Extrait de la catéchèse de Benoît XVI, hier, sur Jean Scot Erigène.
Erigène écrit dans les Expositiones : « Ce n'est pas l'homme qui a été créé pour l'Ecriture, dont il n'aurait pas eu besoin s'il n'avait pas péché, mais c'est plutôt l'Ecriture - tissée de doctrine et de symboles - qui a été donnée pour l'homme. En effet, grâce à elle, notre nature rationnelle peut être introduite dans les secrets de l'authentique et pure contemplation de Dieu ». La parole de l'Ecriture Sainte purifie notre raison quelque peu aveugle et nous aide à revenir au souvenir de ce que nous portons, en tant qu'image de Dieu, dans notre cœur, rendu hélas vulnérable par le péché.

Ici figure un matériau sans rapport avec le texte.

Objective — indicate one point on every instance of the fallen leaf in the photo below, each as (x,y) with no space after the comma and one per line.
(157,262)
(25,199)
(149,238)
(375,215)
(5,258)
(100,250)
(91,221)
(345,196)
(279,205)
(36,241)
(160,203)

De là découlent certaines conséquences herméneutiques, en ce qui concerne la façon d'interpréter l'Ecriture qui peuvent indiquer aujourd'hui encore la juste voie pour une lecture correcte de l'Ecriture Sainte. Il s'agit en effet de découvrir le sens caché dans le texte sacré et cela présuppose un exercice intérieur particulier, grâce auquel la raison s'ouvre au chemin certain vers la vérité. Cet exercice consiste à cultiver une disponibilité constante à la conversion. Pour parvenir, en effet, à la vision profonde du texte, il est nécessaire de progresser simultanément dans la conversion du cœur et dans l'analyse conceptuelle de la page biblique, qu'elle soit à caractère universel, historique ou doctrinal. C'est en effet uniquement grâce à la purification constante tant de l'œil du cœur que de l'œil de l'esprit, que l'on peut en acquérir une compréhension exacte.
Ce chemin d'un accès difficile, exigeant et enthousiasmant, fait de conquêtes constantes et de relativisations du savoir humain, conduit la créature intelligente jusqu'au seuil du Mystère divin, là où toutes les notions révèlent leur faiblesse et leur incapacité et imposent donc, avec la simple force libre et douce de la vérité, d'aller toujours au-delà de tout ce qui est continuellement acquis. La reconnaissance adorante et silencieuse du Mystère, qui débouche sur la communion unificatrice, se révèle donc comme l'unique voie d'une relation avec la vérité qui est à la fois la plus intime possible et la plus scrupuleusement respectueuse de l'altérité. Jean Scot - utilisant également dans ce contexte un vocabulaire cher à la tradition chrétienne de langue grecque - a appelé cette expérience à laquelle nous tendons « theosis » ou divinisation, à travers des affirmations hardies au point qu'il fut possible de le soupçonner de panthéisme hétérodoxe. Quoi qu'il en soit, l'émotion demeure profonde face à des textes comme celui-ci, où, ayant recours à l'antique métaphore de la fusion du fer, il écrit : « Ainsi, de même que tout le fer devenu brûlant se liquéfie au point qu'il ne semble plus y avoir que le feu, et toutefois les substances de l'un et de l'autre demeurent distinctes, ainsi, il faut accepter qu'après la fin de ce monde, toute la nature, tant corporelle qu'incorporelle, manifeste uniquement Dieu et demeure toutefois intacte de façon telle que Dieu puisse être d'une certaine façon com-pris tout en restant in-compréhensible et la créature elle-même soit transformée, de façon merveilleusement ineffable, en Dieu».